エリート外科医との政略結婚は、離婚予定につき~この愛に溺れるわけにはいきません~
碧の母は、三十歳をとっくに過ぎても結婚する気配のない息子にやきもきしていたらしく、この見合いを楽しみにしていたと、あっけらかんと笑っている。 
仕事で何度か顔を合わせていた父親同士だけでなく、初対面の母親たちも気が合ったのかすぐに打ち解け話も弾んでいる。
和合家にとっては家業を守るための願ってもない縁談だ。
珠希の父や母が前向きに臨むのは理解できるが、両家の明るいやり取りからはそんな裏事情はまるで見えない。
単純に珠希たちの幸せを願ってこの席を用意したと思えるような、温かな空気感。
珠希はこの部屋に足を踏み入れて以来感じている違和感を、拭えずにいた。
この見合いによる宗崎家のメリットを思いつかないのだ。
碧は患者からの評判が抜群の総合病院の後継者だ。
病院の発展に役立つ結婚相手なら、珠希以外に大勢いるはずだ。
なのにどうしてこの見合いを受けたのか、何度考えてもわからない。
珠希の父と碧の父は新薬の説明会やパーティーで顔を合わせる機会があり、若い頃にはMRと医師という付き合いもあったと聞いている。
当時から気が合うと感じていたらしいが、ほどよい距離感を保つよう努力していたと、言っていた。

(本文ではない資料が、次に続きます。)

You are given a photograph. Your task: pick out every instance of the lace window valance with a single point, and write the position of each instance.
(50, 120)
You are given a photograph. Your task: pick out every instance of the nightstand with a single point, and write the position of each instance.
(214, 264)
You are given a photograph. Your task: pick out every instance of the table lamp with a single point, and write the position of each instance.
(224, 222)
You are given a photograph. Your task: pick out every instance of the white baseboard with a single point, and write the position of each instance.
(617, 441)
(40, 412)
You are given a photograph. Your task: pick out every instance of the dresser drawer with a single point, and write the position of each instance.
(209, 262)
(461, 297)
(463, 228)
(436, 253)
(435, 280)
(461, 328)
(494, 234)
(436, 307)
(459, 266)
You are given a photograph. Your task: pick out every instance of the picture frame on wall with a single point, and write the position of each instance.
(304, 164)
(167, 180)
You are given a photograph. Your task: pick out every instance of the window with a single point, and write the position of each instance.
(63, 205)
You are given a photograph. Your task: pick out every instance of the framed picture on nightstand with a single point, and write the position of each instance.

それはすべて、和合製薬と宗崎病院の間に面倒な噂をたてたくなかったからだ。
特定の病院との親密な付き合いや癒着を完全に排除する。
それは亡くなった珠希の祖父の信念で、今も和合製薬全体に浸透している。
和合製薬に対して世間が抱くイメージがクリーンであるのは、その信念によるところが大きい。
けれど今、珠希の父も母もこの縁談がまとまることを願い、珠希の気持ちは二の次で強引に話を進めている。
祖父から続くこれまでの主義を台無しにするような状況に、珠希の胸に不安が募っていく。
和合製薬の経営状況は、宗崎病院との関係を強化しなければならないほど逼迫しているのだろうか。